Cordish has done it again. And wow.
The Baltimore-based developer of Fourth Street Live has announced plans for a new 250 million dollar mixed-use development in the heart of downtown. It will encompass the entire Water Company block, and include a renovated Louisville Gardens, and other assorted properties on six separate city blocks. In a word, this is HUGE.
The old Water Company will be the main focus of this development. At the site, Cordish has preliminary plans for buildings equaling over 500,000 square feet of space with a mix of uses. The block will be transformed into a retail hub/entertainment area/neighborhood. The project will consist mainly of building flush with the street with retail and dining options along the first level and residential or office space above it. There will also be a residential mid-rise of at least 15 stories. Officials have declined to mention exactly how many residential units will be included, but did say there would be at least “several hundred”.
In the new development, currently called Center City, Cordish plans to bring in small and medium sized national tenants, including restaurants, retail stores, and a large multiplex theatre. The company has not yet signed any tenants for the project, but they did say that national chains were responding favorably in negotiations. Cordish has hinted, however, that a major department store might not be a part of the final mix.
The other main component of this sweeping project is the renovation of the aging Louisville Gardens. The company plans to revive the space as an arena for a new minor league hockey team, and as a venue for smaller concerts and shows. The Gardens were built in early 20th century, and the building hasn’t been extensively renovated in years.
The price tag for the entire project is estimated at 250 million dollars, which will be completely fronted by Cordish. However, there is a catch. For the project to be built the city has been asked to approve a TIF district covering the area of the new developments and rebating up to 80 percent of future tax growth for 30 years to improve public infrastructure. The TIF dollars would be rebated back to Cordish for their work in rebuilding public amenities, such as streets, alleys, new lighting and streetscapes, and new parking decks. The rebate would be 130 million dollars over the life of the TIF.
The Metro Council will receive the official request for the TIF district on Thursday, and it is expected to breeze through the council. It will also have to be approved by state officials in Frankfort, which have historically rubberstamped municipal decisions in this type of situation. If the TIF district is passed without a hitch construction will begin in 2008.
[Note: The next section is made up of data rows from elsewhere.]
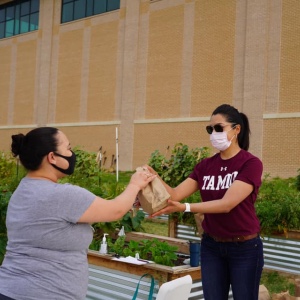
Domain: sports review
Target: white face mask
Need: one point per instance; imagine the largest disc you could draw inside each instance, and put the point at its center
(220, 141)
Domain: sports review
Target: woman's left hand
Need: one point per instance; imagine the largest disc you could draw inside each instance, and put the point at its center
(173, 206)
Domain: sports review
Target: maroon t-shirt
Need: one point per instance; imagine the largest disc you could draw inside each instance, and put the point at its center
(214, 176)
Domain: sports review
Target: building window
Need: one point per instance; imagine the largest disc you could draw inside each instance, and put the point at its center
(17, 17)
(78, 9)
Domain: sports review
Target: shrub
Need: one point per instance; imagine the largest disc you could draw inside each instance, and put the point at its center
(278, 205)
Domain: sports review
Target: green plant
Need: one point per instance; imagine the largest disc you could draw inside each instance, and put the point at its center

Center City, if completed, will cost nearly 4 times that of nearby Fourth Street Live, and will dwarf it in scope. Cordish has long tried build on to their wildly successful project in Louisville, only for things to usually fall through. In 2005 they planned a phase two to Fourth Street Live in the former JCPenney building, only for other building owners to refuse selling their properties. Earlier this year Cordish reached a deal with the owners of the Starks Building to expand their center, but it will only add a few thousand feet of space.
The project is especially exciting for Louisville because it is the culmination of years of renewal in the core. The city has longed for a major retail destination that can serve the burgeoning urban population and provide conventioneers and other out-of-town guest a place to drop their money and spend their time. It has not been a secret that city officials have been pushing and kneading developers to build this sort of showcase project – and that they would not consider the downtown rebirth successful until this was done.
I think downtown Louisville may have finally arrived.